CAFA "Amount In Controversy" Met Unless $5 Million Recovery Is Legally Impossible

BACK DOCTORS LTD. V. METROPOLITAN PROPERTY AND CASUALTY INSURANCE CO. (April 1, 2011)

Back Doctors Ltd., a medical service provider, believed that Metropolitan Property and Casualty Insurance Co. used software that resulted in medical providers being underpaid for their services. Back Doctors filed suit in Illinois state court, on behalf of a class, alleging that Metropolitan breached its contracts with its insurers and violated the Illinois Consumer Fraud and Deceptive Business Practices Act. The suit asks for $2.9 million in damages. Metropolitan removed the case to federal court pursuant to the Class Action Fairness Act. Back Doctors moved to remand on the ground that their $2.9 million demand did not meet CAFA’s $5 million amount in controversy requirement. Judge Reagan (S.D. Ill.) agreed, stating that removal is disfavored and that Metropolitan had not demonstrated a "reasonable probability" that the $5 million threshold had been met. Metropolitan petitioned to appeal.

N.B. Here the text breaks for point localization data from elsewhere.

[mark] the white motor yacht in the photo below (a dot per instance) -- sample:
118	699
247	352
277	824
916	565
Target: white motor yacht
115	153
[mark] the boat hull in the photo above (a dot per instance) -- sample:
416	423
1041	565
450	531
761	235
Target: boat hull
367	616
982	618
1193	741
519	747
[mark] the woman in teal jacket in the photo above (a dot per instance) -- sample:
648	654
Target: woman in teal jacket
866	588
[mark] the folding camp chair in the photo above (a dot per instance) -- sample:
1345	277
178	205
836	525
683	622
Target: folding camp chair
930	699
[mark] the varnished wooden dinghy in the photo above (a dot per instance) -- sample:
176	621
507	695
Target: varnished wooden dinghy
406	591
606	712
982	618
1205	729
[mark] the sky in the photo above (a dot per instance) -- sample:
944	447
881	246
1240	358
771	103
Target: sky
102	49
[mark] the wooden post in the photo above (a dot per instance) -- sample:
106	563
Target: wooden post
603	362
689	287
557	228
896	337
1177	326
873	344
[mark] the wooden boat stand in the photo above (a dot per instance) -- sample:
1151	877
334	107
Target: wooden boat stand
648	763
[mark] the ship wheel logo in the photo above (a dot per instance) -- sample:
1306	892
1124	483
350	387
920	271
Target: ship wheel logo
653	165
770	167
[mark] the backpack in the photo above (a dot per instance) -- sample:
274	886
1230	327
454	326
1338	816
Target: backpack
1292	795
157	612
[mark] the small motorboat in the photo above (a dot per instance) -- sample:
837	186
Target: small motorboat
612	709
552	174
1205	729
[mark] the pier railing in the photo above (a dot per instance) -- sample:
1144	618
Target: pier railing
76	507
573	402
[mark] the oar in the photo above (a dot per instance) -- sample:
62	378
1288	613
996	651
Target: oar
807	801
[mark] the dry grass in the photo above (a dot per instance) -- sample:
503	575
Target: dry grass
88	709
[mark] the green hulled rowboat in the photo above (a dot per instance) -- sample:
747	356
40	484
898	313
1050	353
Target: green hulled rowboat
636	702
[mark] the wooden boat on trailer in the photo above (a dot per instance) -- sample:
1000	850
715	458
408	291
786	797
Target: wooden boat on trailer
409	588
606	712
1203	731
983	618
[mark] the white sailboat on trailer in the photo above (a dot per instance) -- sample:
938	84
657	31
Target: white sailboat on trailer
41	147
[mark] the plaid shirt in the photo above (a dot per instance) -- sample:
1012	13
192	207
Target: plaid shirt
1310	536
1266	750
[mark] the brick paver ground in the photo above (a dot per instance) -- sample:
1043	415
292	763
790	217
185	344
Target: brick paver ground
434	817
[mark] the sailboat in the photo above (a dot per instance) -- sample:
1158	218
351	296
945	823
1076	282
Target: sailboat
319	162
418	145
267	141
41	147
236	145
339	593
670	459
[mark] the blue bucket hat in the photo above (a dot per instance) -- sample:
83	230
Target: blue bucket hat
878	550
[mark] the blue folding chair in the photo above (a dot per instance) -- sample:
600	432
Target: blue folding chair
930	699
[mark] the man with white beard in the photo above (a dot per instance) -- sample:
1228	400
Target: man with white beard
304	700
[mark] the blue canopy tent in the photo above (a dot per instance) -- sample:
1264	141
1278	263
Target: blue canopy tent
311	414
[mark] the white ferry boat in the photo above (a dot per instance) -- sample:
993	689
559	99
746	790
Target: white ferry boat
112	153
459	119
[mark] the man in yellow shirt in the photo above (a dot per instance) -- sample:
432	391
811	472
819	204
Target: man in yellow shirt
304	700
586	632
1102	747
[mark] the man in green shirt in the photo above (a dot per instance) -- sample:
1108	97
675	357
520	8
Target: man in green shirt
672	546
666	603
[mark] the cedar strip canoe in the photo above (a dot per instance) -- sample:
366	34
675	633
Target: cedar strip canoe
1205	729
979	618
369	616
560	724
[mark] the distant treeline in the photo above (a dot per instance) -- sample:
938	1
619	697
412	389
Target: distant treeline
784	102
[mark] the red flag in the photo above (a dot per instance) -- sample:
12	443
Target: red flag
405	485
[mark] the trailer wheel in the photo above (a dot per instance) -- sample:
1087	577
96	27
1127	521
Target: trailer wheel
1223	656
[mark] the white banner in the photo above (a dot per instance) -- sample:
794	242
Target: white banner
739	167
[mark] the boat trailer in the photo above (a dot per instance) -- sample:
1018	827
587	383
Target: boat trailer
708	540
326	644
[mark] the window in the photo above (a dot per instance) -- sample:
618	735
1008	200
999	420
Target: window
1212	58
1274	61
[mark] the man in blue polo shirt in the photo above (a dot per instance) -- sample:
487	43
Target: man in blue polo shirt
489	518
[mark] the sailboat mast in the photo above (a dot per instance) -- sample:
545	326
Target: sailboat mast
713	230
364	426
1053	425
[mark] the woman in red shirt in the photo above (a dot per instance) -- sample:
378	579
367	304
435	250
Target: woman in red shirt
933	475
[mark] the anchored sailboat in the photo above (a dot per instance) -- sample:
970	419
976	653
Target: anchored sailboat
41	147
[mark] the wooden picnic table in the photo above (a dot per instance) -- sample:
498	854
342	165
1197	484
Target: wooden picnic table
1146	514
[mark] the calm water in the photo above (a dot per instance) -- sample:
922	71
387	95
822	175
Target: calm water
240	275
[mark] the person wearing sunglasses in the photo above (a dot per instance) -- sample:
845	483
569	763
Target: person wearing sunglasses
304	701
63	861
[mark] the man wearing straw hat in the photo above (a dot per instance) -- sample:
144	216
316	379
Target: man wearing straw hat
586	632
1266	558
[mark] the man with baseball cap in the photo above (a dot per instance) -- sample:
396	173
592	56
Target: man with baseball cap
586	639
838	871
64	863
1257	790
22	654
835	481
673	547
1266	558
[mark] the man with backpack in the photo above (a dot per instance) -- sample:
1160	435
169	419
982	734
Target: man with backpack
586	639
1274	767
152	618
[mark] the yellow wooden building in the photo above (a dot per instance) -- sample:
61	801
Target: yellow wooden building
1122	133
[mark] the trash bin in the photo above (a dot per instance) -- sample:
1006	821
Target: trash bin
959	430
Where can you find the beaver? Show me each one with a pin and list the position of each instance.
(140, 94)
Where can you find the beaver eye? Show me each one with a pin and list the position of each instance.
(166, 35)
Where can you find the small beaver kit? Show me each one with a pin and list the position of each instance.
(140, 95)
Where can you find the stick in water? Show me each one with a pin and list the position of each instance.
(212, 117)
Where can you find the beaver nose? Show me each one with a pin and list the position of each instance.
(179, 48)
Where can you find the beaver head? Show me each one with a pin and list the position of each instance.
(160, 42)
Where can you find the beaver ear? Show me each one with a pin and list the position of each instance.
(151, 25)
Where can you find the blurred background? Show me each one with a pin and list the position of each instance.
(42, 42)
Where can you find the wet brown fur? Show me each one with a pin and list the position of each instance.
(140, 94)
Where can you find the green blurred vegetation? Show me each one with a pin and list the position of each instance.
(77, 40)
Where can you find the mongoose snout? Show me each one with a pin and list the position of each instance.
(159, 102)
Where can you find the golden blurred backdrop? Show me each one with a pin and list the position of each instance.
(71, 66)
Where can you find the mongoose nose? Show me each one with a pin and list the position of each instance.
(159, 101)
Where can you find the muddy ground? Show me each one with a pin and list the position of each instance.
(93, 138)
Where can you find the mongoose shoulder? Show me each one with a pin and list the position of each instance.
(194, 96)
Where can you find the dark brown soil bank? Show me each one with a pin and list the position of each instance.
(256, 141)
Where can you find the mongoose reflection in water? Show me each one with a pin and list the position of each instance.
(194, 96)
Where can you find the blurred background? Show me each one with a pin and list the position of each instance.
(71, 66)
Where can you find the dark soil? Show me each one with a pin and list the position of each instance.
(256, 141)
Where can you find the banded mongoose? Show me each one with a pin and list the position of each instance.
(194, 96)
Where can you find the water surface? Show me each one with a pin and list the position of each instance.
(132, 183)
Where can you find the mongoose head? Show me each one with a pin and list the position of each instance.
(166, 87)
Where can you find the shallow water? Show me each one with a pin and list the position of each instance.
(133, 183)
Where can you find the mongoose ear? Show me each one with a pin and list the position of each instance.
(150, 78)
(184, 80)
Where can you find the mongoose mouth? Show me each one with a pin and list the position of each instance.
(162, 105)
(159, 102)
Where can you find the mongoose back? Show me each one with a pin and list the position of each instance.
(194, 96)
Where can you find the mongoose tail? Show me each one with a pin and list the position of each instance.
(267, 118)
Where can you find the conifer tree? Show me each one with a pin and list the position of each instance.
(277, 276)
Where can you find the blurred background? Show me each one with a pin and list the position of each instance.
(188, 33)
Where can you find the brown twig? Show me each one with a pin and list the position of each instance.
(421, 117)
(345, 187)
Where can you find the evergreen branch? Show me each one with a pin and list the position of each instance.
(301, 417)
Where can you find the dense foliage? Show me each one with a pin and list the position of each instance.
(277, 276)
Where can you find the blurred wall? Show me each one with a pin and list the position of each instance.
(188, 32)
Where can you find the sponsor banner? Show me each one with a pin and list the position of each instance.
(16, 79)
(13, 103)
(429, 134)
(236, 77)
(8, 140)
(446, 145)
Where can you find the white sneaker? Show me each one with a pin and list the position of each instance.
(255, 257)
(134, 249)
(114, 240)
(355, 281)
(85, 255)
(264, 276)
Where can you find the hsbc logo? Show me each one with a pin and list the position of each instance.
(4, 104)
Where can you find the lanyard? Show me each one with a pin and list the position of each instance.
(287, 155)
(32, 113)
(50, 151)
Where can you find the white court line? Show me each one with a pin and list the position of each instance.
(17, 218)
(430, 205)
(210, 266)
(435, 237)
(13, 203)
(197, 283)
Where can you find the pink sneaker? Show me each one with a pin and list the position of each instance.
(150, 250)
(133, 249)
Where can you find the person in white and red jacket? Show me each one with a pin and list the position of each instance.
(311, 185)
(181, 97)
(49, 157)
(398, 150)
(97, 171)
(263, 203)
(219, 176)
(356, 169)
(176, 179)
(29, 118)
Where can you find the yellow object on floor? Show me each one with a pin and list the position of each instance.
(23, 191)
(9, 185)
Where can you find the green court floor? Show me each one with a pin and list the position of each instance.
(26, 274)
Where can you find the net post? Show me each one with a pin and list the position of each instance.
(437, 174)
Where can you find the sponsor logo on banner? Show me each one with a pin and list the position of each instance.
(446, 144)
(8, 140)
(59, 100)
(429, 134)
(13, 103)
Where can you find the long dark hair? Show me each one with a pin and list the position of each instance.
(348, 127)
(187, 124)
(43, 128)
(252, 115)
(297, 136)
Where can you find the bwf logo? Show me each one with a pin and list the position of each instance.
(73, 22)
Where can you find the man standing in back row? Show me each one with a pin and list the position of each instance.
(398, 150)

In their opinion, Chief Judge Easterbrook and Judges Rovner and Evans granted the petition, vacated the remand order, and remanded. The Court first noted that the Supreme Court, in St. Paul Mercury, established the “amount in controversy” test in 1938 -- the threshold is met unless plaintiff cannot possibly recover the jurisdictional minimum. The Court then recited some of the history of the Circuit’s "reasonable probability" test in reference to the amount in controversy. It arose in 1993 in Shaw in reference to a plaintiff's burden to prove jurisdictional facts by a preponderance of the evidence. But the amount in controversy is not a jurisdictional fact, like where a company is incorporated or headquartered. After several years of misapplication, the Court tried to clarify the phrase in 2005 in Brill. When that failed, the Court eliminated the phrase entirely in 2006 in Sadowski. The Court even circulated the Sadowski opinion pursuant to Circuit Rule 40(e) so that it had the effect of an en banc decision. Unfortunately, there is obviously still some confusion. Having established the correct test, the Court asked whether a $5 million recovery was possible. It concluded that it was because of the possibility of punitive damages. Back Doctors, although it has not specifically asked for punitive damages, may still recover them. They have not disavowed them, they have cited no Illinois case disallowing punitive damage coverage when it is not pleaded, and they have a fiduciary duty to other class members to maximize the class recovery. The Court added that Illinois does have a procedure whereby a plaintiff can cap its relief. Back Doctors has not taking advantage of the procedure. Since a $5 million recovery is possible, removal was appropriate.